Omid - Challenge 11

data-challenges
advanced-exercises
🔰 List 1 List 2 List 3 List 4 Extract all item codes that are repeated at least in 3 out of 4 lists presented in the question table.
Published

March 24, 2026

Illustration for Omid - Challenge 11

Challenge Description

🔰 List 1 List 2 List 3 List 4 Extract all item codes that are repeated at least in 3 out of 4 lists presented in the question table.

Solutions

library(tidyverse)
library(readxl)

input = read_excel("files/CH-011.xlsx", range = "B2:E16")
test  = read_excel("files/CH-011.xlsx", range = "K2:K6")

result = input %>%
  pivot_longer(cols = everything(), names_to = "columns", values_to = "codes") %>%
  group_by(codes) %>%
  summarise(is_in_col = n_distinct(columns)) %>%
  filter(is_in_col >= 3) %>%
  select(-is_in_col)

identical(result$codes, test$`Item Code`)
# [1] TRUE
  • Logic:

    • Reads the workbook ranges needed for the challenge

    • Reshapes the data into the grain required by the task

    • Aggregates or ranks values at the relevant grouping level

  • Strengths:

    • The R solution stays close to the workbook rule and keeps the transformation compact.
  • Areas for Improvement:

    • The code assumes the sheet structure and source ranges remain stable.
  • Gem:

    • The strongest part of the solution is choosing the right intermediate representation before shaping the final output.
import pandas as pd

input_data = pd.read_excel("CH-011.xlsx", usecols="B:E", skiprows=1, nrows=15)
test = pd.read_excel("CH-011.xlsx", usecols="K", skiprows=1, nrows=5)

result = (
    input_data.melt(var_name="columns", value_name="codes")
    .groupby("codes", as_index=False)["columns"]
    .nunique()
    .rename(columns={"columns": "is_in_col"})
)
result = result.loc[result["is_in_col"] >= 3, ["codes"]]

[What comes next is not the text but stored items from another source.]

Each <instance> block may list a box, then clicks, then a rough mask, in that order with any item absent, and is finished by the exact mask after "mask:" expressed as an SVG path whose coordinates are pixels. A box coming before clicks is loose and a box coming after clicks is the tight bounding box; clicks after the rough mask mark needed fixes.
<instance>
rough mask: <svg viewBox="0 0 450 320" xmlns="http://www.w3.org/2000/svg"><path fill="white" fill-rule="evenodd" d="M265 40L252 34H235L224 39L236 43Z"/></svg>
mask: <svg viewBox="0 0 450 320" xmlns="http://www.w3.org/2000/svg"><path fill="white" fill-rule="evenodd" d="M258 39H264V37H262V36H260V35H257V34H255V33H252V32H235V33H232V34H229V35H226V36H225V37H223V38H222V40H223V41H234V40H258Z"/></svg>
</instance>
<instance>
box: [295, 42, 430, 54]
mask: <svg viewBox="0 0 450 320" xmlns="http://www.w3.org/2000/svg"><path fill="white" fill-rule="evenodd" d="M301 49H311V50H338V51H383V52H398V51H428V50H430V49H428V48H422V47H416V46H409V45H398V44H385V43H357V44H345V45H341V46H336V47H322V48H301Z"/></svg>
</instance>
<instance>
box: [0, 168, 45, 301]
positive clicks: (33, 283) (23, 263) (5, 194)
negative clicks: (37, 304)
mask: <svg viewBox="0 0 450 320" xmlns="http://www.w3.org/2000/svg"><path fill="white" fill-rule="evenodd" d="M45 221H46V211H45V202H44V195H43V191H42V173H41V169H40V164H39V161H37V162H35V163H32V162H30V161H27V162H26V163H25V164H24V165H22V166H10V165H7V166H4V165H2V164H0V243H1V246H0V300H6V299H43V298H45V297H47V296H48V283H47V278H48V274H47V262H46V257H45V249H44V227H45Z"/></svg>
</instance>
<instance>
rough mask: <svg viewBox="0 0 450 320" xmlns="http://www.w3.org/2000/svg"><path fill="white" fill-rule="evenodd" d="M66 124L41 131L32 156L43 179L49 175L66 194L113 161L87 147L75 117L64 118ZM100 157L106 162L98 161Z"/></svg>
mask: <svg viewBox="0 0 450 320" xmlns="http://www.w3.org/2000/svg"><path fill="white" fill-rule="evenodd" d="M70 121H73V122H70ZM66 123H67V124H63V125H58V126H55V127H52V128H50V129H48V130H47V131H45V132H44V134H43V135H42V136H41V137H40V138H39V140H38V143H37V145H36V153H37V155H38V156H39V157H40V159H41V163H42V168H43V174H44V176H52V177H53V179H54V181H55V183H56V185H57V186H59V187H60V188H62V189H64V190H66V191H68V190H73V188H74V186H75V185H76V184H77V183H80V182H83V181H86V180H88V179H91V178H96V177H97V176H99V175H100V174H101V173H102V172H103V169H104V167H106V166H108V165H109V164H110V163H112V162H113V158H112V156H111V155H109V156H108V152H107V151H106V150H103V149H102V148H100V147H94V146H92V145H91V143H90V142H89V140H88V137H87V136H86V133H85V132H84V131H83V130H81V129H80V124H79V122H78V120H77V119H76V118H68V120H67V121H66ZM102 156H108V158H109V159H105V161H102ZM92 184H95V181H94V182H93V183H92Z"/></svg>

print(result["codes"].equals(test["Item Code"]))
  • Logic:

    • Reads the workbook ranges needed for the challenge

    • Reshapes the data into the grain required by the task

    • Aggregates or ranks values at the relevant grouping level

  • Strengths:

    • The Python version follows the same rule in a direct dataframe-oriented implementation.
  • Areas for Improvement:

    • The code assumes the workbook layout remains stable, so any sheet redesign would require small adjustments.
  • Gem:

    • The implementation stays close to the original workbook rule instead of adding unnecessary abstraction.

Difficulty Level

This task is moderate:

  • The core logic is clear, but the correct transformation pattern is not obvious from the raw input.

  • The challenge combines multiple reshaping, grouping, or parsing steps.